A parting thought

So, finally I find myself sat here the night before I fly to Honduras for a year. Despite. giving everyone four months notice, I don’t seem to have seen or spoken to everyone I wanted to before leaving. It still it doesn’t feel like I am going. The list is checked, the bag is packed. Four months of planning, list making, fundraising and goodbyes.

Precisely one week of putting my clothes in and out of freezer bags. Yes, freezer bags. Everything is individually wrapped, squashed, air-tight; safe from the humidity it’s about to be introduced to. Consequently, even my underwear looks like a frozen microwave meal. Everything I am taking for a year now fits into a 70l rucksack.

Despite all the planning, despite the fact that for the first time in my life I seem to have
followed a plan through seamlessly to the end without a hitch, I can’t help but feel I have missed something. Perhaps, perhaps not. Maybe these are the nerves everyone seems to think I should have?

Tonight I finished sticking photos into my album to take away with me. I was planning to take some Marmite, tea or HP sauce, if only to demonstrate that all the great British
things are brown. But I didn’t get round to buying any of it. So it seems that the families
of Honduras will not have the pleasure of Marmite. Nor I for that matter. At least I won’tbe resigned to eating it by the spoonful in moments of homesickness, as so to be sure that I am probably not missing a thing.

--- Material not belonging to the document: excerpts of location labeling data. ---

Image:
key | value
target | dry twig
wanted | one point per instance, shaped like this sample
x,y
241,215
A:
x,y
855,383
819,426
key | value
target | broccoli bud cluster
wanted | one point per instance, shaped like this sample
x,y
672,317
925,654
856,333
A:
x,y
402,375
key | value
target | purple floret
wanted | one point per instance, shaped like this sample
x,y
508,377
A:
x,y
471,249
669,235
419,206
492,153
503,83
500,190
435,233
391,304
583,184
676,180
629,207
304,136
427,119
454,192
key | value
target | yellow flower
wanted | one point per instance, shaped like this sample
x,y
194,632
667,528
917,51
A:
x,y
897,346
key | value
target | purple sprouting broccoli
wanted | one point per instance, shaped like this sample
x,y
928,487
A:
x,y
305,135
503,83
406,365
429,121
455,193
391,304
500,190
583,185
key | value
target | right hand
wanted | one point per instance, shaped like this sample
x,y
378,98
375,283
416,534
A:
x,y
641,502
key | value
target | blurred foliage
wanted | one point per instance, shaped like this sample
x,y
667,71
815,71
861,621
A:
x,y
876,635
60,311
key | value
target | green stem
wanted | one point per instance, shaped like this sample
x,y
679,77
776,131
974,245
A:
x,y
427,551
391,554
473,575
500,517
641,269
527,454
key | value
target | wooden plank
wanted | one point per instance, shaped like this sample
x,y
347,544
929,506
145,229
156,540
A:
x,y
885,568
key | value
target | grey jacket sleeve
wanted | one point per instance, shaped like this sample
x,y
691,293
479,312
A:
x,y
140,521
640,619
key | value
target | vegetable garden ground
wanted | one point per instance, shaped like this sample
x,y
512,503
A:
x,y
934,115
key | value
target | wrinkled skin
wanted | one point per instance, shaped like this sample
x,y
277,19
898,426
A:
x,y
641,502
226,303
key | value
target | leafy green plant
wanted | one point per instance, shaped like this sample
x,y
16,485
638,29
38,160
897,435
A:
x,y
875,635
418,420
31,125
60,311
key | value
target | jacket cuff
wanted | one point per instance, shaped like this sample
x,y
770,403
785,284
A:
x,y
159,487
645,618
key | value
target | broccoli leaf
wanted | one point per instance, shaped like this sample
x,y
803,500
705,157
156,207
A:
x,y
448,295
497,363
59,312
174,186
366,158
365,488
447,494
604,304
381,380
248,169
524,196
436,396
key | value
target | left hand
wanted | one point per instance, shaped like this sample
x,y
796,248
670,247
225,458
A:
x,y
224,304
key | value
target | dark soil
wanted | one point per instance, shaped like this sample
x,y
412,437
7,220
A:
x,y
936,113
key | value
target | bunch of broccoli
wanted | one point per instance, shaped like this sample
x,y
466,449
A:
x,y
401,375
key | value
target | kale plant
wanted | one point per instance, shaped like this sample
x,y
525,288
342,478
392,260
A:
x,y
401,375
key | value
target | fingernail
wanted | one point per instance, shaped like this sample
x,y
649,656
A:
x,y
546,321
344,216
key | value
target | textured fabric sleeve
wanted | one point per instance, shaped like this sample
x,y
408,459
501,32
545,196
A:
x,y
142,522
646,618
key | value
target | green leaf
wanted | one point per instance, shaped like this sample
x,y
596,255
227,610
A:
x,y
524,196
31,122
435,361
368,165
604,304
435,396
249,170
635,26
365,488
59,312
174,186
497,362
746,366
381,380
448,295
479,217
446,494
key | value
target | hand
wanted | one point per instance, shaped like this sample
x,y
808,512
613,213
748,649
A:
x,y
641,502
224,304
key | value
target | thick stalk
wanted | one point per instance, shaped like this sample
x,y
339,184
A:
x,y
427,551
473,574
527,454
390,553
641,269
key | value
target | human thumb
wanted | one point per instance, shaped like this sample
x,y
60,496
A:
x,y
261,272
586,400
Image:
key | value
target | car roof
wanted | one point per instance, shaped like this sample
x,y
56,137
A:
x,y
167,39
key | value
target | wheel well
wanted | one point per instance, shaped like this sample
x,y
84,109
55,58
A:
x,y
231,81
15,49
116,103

The weatherman is predicting 60mph gales for Lincolnshire tonight and for a moment I wonder if Hondurans talk about the weather quite so much as the English. I realize that I still can’t say ‘warm out isn’t it?’ in Spanish. No doubt they have not had the pleasure of the winter vomiting bug yet, a ‘pleasure’ I am pleased not to be exporting. Everyone here seems to be sickening for something. I wonder if Honduran men get ‘man-flu.’